«Si tu aimes le monde, tu périras avec lui». Matthieu et Libero, deux amis ayant abandonné leurs études de philosophie pour relancer un bar dans un village en Corse, l'apprendront à leurs dépens.

Chantal Guy LA PRESSE

Ils croyaient avoir créé le «meilleur des mondes possibles» en oubliant que ce que «l'homme fait, l'homme le détruit». Le septième roman de Jérôme Ferrari, en lice pour de nombreux prix, est un audacieux mélange de prêche, d'humour, de fatalisme et de leçon philosophique, porté par une écriture exigeante, qui fascinera ou rebutera le lecteur, qui devra s'accrocher pour vivre, en quelque sorte, une révélation sur les espoirs toujours déçus des hommes - les femmes s'en tirent mieux.

Que deviennent les hommes lorsque leur «monde n'est plus», mais qu'eux continuent d'exister?
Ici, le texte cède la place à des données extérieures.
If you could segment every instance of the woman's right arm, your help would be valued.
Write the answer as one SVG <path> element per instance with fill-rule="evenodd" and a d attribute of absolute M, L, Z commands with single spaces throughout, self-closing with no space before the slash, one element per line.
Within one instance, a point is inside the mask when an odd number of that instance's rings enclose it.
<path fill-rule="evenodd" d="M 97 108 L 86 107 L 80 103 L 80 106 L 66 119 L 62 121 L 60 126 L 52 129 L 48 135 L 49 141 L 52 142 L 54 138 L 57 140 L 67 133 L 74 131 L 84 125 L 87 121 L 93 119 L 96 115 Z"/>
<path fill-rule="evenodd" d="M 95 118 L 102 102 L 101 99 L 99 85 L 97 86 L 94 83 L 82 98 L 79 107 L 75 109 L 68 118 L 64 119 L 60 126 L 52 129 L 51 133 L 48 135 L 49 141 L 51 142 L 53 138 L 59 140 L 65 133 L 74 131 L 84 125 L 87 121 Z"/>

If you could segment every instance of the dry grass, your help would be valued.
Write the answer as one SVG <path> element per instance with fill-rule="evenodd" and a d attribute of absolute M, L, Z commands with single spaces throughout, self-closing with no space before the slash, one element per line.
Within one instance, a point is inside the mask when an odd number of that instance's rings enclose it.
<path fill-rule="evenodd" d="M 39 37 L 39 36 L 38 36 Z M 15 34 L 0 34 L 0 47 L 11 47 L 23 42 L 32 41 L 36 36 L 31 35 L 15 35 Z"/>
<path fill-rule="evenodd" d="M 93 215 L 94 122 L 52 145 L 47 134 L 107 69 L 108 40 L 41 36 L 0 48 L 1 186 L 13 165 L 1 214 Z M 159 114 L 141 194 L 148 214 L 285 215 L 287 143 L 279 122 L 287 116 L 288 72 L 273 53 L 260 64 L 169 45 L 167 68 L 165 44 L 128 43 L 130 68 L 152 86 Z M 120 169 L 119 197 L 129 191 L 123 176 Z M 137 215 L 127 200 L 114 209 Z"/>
Grave question qui entre dans cet imaginaire de la fin très présent en Occident. Jérôme Ferrari lie notre désespoir contemporain à celui des chrétiens qui ont vu la destruction de leur monde en 410, et qui n'avaient pour seul réconfort que la foi en une éternelle cité de Dieu. Jouissif et mystique, c'est possible.